# Setup

## Instructions

This notebook utilizes the Kaggle API. Follow these steps in order to get the necessary credentials to continue:

1. Sign up for a Kaggle account at https://www.kaggle.com.
2. Go to the 'Account' tab of your user profile - ```https://www.kaggle.com/{username}/account```.
3. Select 'Create New API Token' under 'API' section.
    - This will trigger the download of kaggle.json, a file containing your API credentials. 
4. Place this file in the location:
    - ~/.kaggle/kaggle.json (for macOS/unix)
    - C:/Users/username/.kaggle/kaggle.json (for Windows) 
    - You can check the exact location, sans drive, with echo %HOMEPATH%). 
    - You can define a shell environment variable KAGGLE_CONFIG_DIR to change this location to:
        - $KAGGLE_CONFIG_DIR/kaggle.json (for macOS/unix)
        - %KAGGLE_CONFIG_DIR%\kaggle.json (for Windows)

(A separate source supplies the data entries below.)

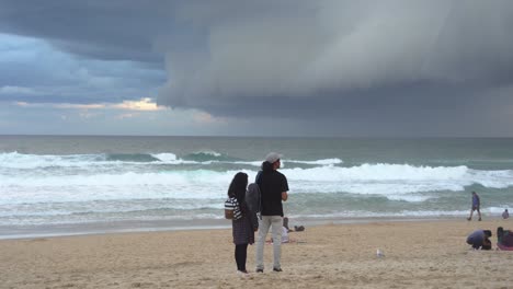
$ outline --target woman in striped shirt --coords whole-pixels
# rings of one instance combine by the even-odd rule
[[[231,220],[233,244],[236,245],[235,258],[238,274],[248,275],[246,259],[248,255],[248,244],[254,243],[254,232],[259,229],[256,213],[249,210],[246,204],[246,188],[248,186],[248,175],[239,172],[233,176],[228,188],[228,198],[236,199],[236,210],[240,211],[240,218]]]

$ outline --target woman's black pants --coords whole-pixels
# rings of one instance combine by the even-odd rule
[[[248,256],[248,244],[236,245],[237,269],[246,271],[246,258]]]

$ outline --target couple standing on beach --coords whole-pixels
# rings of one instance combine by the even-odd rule
[[[248,186],[248,175],[237,173],[228,189],[228,197],[236,198],[239,204],[242,217],[232,220],[233,243],[236,245],[235,257],[238,274],[248,275],[246,269],[248,244],[254,243],[254,232],[258,230],[256,239],[256,273],[263,273],[263,253],[265,236],[271,229],[273,240],[282,240],[283,227],[283,205],[288,198],[288,183],[284,174],[277,169],[281,166],[282,155],[271,152],[262,163],[262,171],[256,175],[255,183],[260,188],[260,218],[256,218],[256,210],[250,209],[246,190]],[[258,219],[258,223],[256,220]],[[282,242],[273,242],[273,270],[282,271],[281,264]]]

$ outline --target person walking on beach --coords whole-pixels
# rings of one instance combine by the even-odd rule
[[[481,200],[479,199],[479,196],[478,194],[476,194],[476,192],[472,192],[472,208],[470,209],[470,216],[467,218],[467,220],[471,220],[472,219],[472,213],[475,210],[478,211],[478,216],[479,216],[479,221],[481,220],[481,211],[479,210],[479,207],[481,206]]]
[[[282,155],[271,152],[262,163],[262,172],[256,175],[256,184],[261,192],[261,218],[259,221],[259,236],[256,239],[256,273],[263,273],[263,253],[265,238],[271,228],[273,242],[273,270],[282,271],[282,227],[283,204],[288,199],[288,183],[281,166]]]
[[[228,188],[228,198],[235,198],[236,210],[240,211],[240,217],[231,220],[237,263],[237,274],[249,276],[246,269],[248,256],[248,244],[254,243],[254,232],[259,229],[256,213],[251,211],[246,204],[246,187],[248,186],[248,175],[239,172],[233,176]]]

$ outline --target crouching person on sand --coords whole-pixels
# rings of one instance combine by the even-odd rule
[[[467,236],[467,244],[471,245],[474,250],[490,250],[491,235],[490,230],[476,230]]]

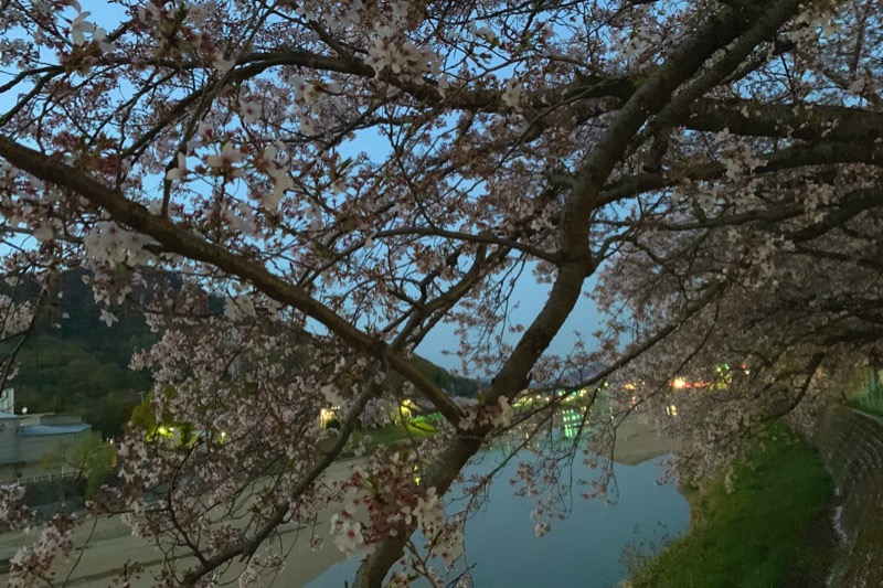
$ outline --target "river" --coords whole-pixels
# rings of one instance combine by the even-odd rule
[[[471,467],[471,472],[491,467],[492,460],[486,459]],[[652,459],[635,466],[616,463],[618,500],[614,504],[576,496],[570,516],[554,521],[552,531],[538,538],[535,523],[530,520],[533,503],[513,496],[506,483],[514,467],[507,467],[491,487],[488,507],[466,525],[466,564],[474,566],[477,588],[616,586],[628,576],[624,562],[627,548],[656,553],[664,537],[687,531],[687,501],[673,483],[658,483],[663,466]],[[359,558],[354,557],[332,566],[307,586],[342,587],[352,581],[358,567]]]

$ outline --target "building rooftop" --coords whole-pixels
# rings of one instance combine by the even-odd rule
[[[73,432],[83,432],[92,428],[92,425],[86,423],[77,423],[73,425],[32,425],[30,427],[22,427],[19,429],[19,435],[22,437],[40,437],[44,435],[71,435]]]

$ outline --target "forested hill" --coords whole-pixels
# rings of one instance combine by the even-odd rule
[[[115,309],[118,322],[107,327],[83,278],[82,271],[63,276],[63,296],[49,298],[9,385],[15,389],[17,411],[79,413],[105,436],[117,436],[151,386],[147,373],[128,368],[129,360],[159,335],[130,303]]]
[[[106,437],[123,432],[129,415],[151,388],[150,376],[128,368],[132,352],[152,344],[151,333],[138,309],[124,303],[114,310],[118,322],[100,321],[84,272],[63,276],[51,306],[19,352],[18,375],[9,383],[15,389],[15,410],[29,413],[79,413]],[[173,278],[170,278],[173,280]],[[26,287],[26,286],[25,286]],[[422,357],[417,367],[453,395],[475,396],[478,383],[454,376]]]

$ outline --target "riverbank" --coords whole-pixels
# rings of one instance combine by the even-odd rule
[[[400,434],[396,438],[393,432],[373,431],[373,442],[394,442],[407,435],[428,434],[427,430],[411,430]],[[655,429],[638,418],[628,418],[618,428],[615,458],[617,462],[634,466],[668,453],[671,448],[671,443],[661,439]],[[333,463],[326,474],[328,480],[340,480],[347,475],[351,464],[352,460]],[[332,507],[320,515],[317,533],[326,537],[326,542],[315,552],[309,547],[309,535],[305,536],[309,530],[298,528],[296,525],[280,527],[280,543],[275,547],[287,555],[285,568],[277,576],[275,585],[305,586],[320,577],[332,565],[345,559],[345,555],[327,537],[329,520],[336,511],[337,509]],[[11,532],[0,534],[0,562],[8,562],[20,546],[33,543],[35,538],[33,534]],[[74,554],[74,558],[79,557],[79,562],[76,565],[74,560],[58,565],[54,576],[56,579],[63,579],[70,574],[68,580],[64,582],[66,586],[108,585],[123,565],[128,563],[130,566],[138,565],[142,569],[131,579],[129,586],[148,588],[155,585],[153,575],[163,566],[163,554],[151,542],[132,536],[130,527],[124,524],[119,516],[102,516],[86,521],[77,528],[74,544],[86,545],[82,556],[79,550]],[[193,563],[188,557],[181,557],[175,562],[179,568]],[[225,578],[234,577],[235,573],[234,565]],[[0,575],[0,585],[6,585],[8,579],[8,575]]]
[[[826,586],[837,539],[821,456],[784,426],[734,469],[687,489],[690,532],[629,580],[634,588]]]
[[[648,459],[670,455],[674,441],[662,437],[659,431],[638,416],[629,416],[616,428],[614,461],[624,466],[637,466]]]
[[[325,475],[329,481],[340,480],[348,475],[351,466],[352,460],[338,461],[331,464]],[[337,507],[331,507],[319,515],[317,533],[320,536],[327,537],[331,515],[337,511]],[[297,525],[279,527],[279,537],[274,542],[273,548],[276,553],[286,554],[286,565],[276,576],[276,586],[304,586],[318,578],[332,565],[347,558],[330,539],[326,541],[321,548],[312,550],[309,537],[310,530],[299,528]],[[35,539],[36,535],[33,533],[0,534],[0,562],[8,562],[19,547],[32,544]],[[72,559],[60,563],[53,568],[53,584],[68,587],[108,586],[124,565],[127,565],[130,569],[139,567],[141,570],[130,579],[128,584],[130,588],[156,586],[153,577],[162,570],[163,554],[150,541],[132,536],[131,528],[124,524],[119,516],[105,515],[85,521],[74,534],[74,545],[84,544],[86,546],[82,552],[75,549]],[[190,557],[175,559],[179,569],[193,564],[195,559]],[[224,575],[224,579],[233,580],[241,569],[241,565],[234,564]],[[67,580],[62,581],[66,577]],[[0,575],[0,586],[8,584],[9,575]]]

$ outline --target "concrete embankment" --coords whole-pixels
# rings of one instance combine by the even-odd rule
[[[830,586],[883,586],[883,419],[834,406],[811,435],[837,484],[842,541]]]

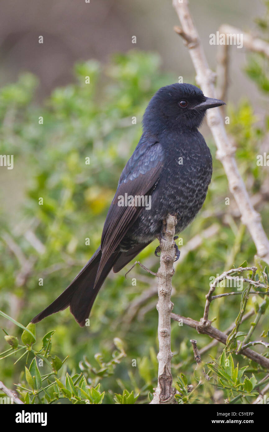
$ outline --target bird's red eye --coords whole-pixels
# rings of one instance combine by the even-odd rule
[[[179,102],[180,106],[181,108],[186,108],[187,105],[187,102],[185,101],[184,99],[183,99],[182,101],[180,101]]]

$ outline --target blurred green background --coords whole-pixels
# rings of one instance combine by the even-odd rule
[[[262,3],[190,3],[213,69],[216,48],[209,46],[208,35],[224,22],[255,29],[268,39],[267,24],[263,29],[253,22],[252,10],[254,13],[255,6],[258,15],[259,8],[264,10]],[[59,1],[47,2],[45,6],[38,1],[13,2],[12,8],[11,4],[5,5],[6,25],[0,33],[0,49],[5,53],[0,68],[0,153],[14,155],[13,170],[0,168],[0,309],[26,326],[62,292],[99,246],[107,212],[121,171],[139,140],[142,115],[152,95],[162,86],[177,82],[179,76],[185,82],[195,82],[188,53],[173,33],[173,25],[178,23],[170,2],[91,0],[90,5]],[[22,4],[29,13],[22,19]],[[13,27],[8,29],[7,22]],[[37,42],[39,35],[44,36],[43,45]],[[136,45],[131,43],[133,35]],[[256,163],[257,155],[268,149],[268,60],[234,48],[227,127],[236,143],[241,174],[250,194],[260,200],[257,209],[269,232],[268,167]],[[86,76],[89,84],[85,83]],[[41,116],[43,124],[39,124]],[[206,127],[203,132],[213,156],[213,177],[202,212],[180,235],[183,248],[213,224],[217,231],[195,250],[183,254],[173,278],[172,296],[175,313],[198,321],[209,278],[245,260],[253,264],[256,252],[238,217]],[[89,165],[85,163],[87,157]],[[229,206],[225,204],[226,197]],[[40,197],[43,205],[38,205]],[[86,238],[89,245],[85,244]],[[157,245],[155,241],[139,256],[155,271]],[[73,373],[79,372],[83,359],[80,368],[87,369],[85,356],[95,367],[98,353],[109,362],[116,355],[114,338],[121,339],[126,356],[116,365],[113,375],[102,378],[92,370],[89,373],[89,383],[101,381],[106,403],[112,403],[114,393],[123,388],[140,392],[139,401],[147,403],[148,392],[157,383],[157,295],[152,293],[136,308],[134,302],[156,282],[139,268],[125,279],[128,268],[106,280],[89,327],[79,327],[69,309],[37,326],[40,341],[46,333],[56,330],[53,353],[62,359],[69,356],[64,371]],[[136,286],[132,285],[134,277]],[[43,286],[39,285],[41,278]],[[240,297],[212,303],[209,318],[217,317],[215,325],[220,330],[236,318]],[[252,306],[250,301],[247,310]],[[10,321],[0,317],[0,325],[19,337],[21,330]],[[260,322],[257,338],[269,325],[267,314]],[[243,324],[242,331],[248,326],[249,323]],[[7,349],[3,336],[1,351]],[[209,338],[174,322],[171,337],[173,376],[180,371],[192,374],[196,365],[189,340],[197,339],[201,348]],[[215,357],[221,349],[215,347],[209,353]],[[244,365],[241,357],[235,358]],[[25,360],[14,366],[11,359],[0,362],[0,380],[10,387],[23,380],[20,374]],[[206,354],[203,360],[209,359]],[[134,359],[136,367],[132,365]],[[206,402],[206,397],[200,395],[200,403]]]

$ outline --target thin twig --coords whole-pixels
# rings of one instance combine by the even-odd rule
[[[182,322],[186,325],[195,329],[198,333],[207,334],[210,337],[213,338],[219,342],[221,342],[222,343],[226,345],[227,335],[218,329],[212,327],[210,324],[208,324],[207,326],[205,326],[199,321],[196,321],[191,318],[186,318],[180,315],[177,315],[176,314],[173,313],[171,314],[171,318],[175,321]],[[253,360],[256,363],[262,366],[263,367],[269,369],[269,359],[267,359],[263,356],[261,356],[258,353],[251,349],[250,348],[247,348],[245,349],[243,346],[240,353],[243,356],[245,356],[249,359]]]
[[[164,222],[165,221],[164,221]],[[158,385],[151,404],[174,404],[177,401],[174,397],[175,389],[172,387],[171,374],[171,318],[170,313],[174,305],[171,302],[172,276],[174,273],[174,262],[175,254],[174,237],[177,218],[168,214],[162,229],[165,240],[160,237],[161,257],[158,277],[158,301],[157,308],[158,312],[158,339],[159,362]]]
[[[13,393],[11,390],[9,390],[9,388],[7,388],[6,386],[3,384],[2,381],[0,381],[0,390],[2,390],[3,393],[5,393],[10,398],[11,402],[11,403],[13,403],[13,402],[15,403],[17,403],[18,404],[22,404],[24,405],[23,402],[22,402],[20,399],[19,399],[19,397],[16,395],[16,393]]]

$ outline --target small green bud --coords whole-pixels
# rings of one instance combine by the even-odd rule
[[[19,343],[19,341],[16,337],[15,337],[15,336],[6,336],[4,337],[4,339],[6,342],[9,343],[10,346],[12,346],[14,349],[16,349]]]
[[[121,339],[120,339],[119,337],[114,337],[113,339],[113,342],[116,347],[119,351],[121,352],[124,351],[123,344]]]
[[[26,328],[30,330],[35,336],[35,338],[33,338],[27,330],[24,330],[22,335],[22,340],[25,345],[32,345],[35,342],[35,324],[30,323],[28,326],[26,326]]]

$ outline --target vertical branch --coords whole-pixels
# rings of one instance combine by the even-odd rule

Note: this notebook uses functions written in Python to query the Kaggle API. **This code will only work for python 3.7 or later**.

## Additional Information

Documentation Guide:
- Kaggle API ([Kaggle](https://www.kaggle.com/docs/api))
- Kaggle API ([GitHub](https://github.com/Kaggle/kaggle-api)) 

## Overview of workflow

#### Import necessary libraries

#### Query API based on search terms and search types

Define functions to query API based on search terms and search types:
1.	Function `get_search_output` queries the Kaggle API with the specified search term (e.g., “machine learning”) and search type (must be either “datasets” or “kernels”)
    - Searches across all returned pages
    - Calls function `_convert_string_csv_output_to_dataframe` clean up results (which include X)
    
    
2.	Function `_convert_string_csv_output_to_dataframe` converts results from API (strings in semi-structured table) to dataframe format


3.	Function `get_search_outputs` queries the Kaggle API for all combinations of search terms and search types specified and returns the results as a dictionary of dataframes (one dataframe for each query combination)
    - Calls function `get_search_output`

Run functions for specified search terms and search types


#### Query API for full metadata for hits from initial query

Following the initial query to return high level metadata for hits of initial query, define functions to retrieve full metadata associated with each object

4.	Function `_retrieve_object_json` uses the path for each object (e.g., <example>) to query the API for the associated metadata
    
    
5.	Function `get_metadata` extracts metadata associated with each object and formats as dataframe
    - Calls function `retrieve_object_json`
    - <need clarification on section “perform metadata extraction” – this calls `get_metadata` and puts results in a dictionary?>

Run functions to pull metadata for each object returned by first query.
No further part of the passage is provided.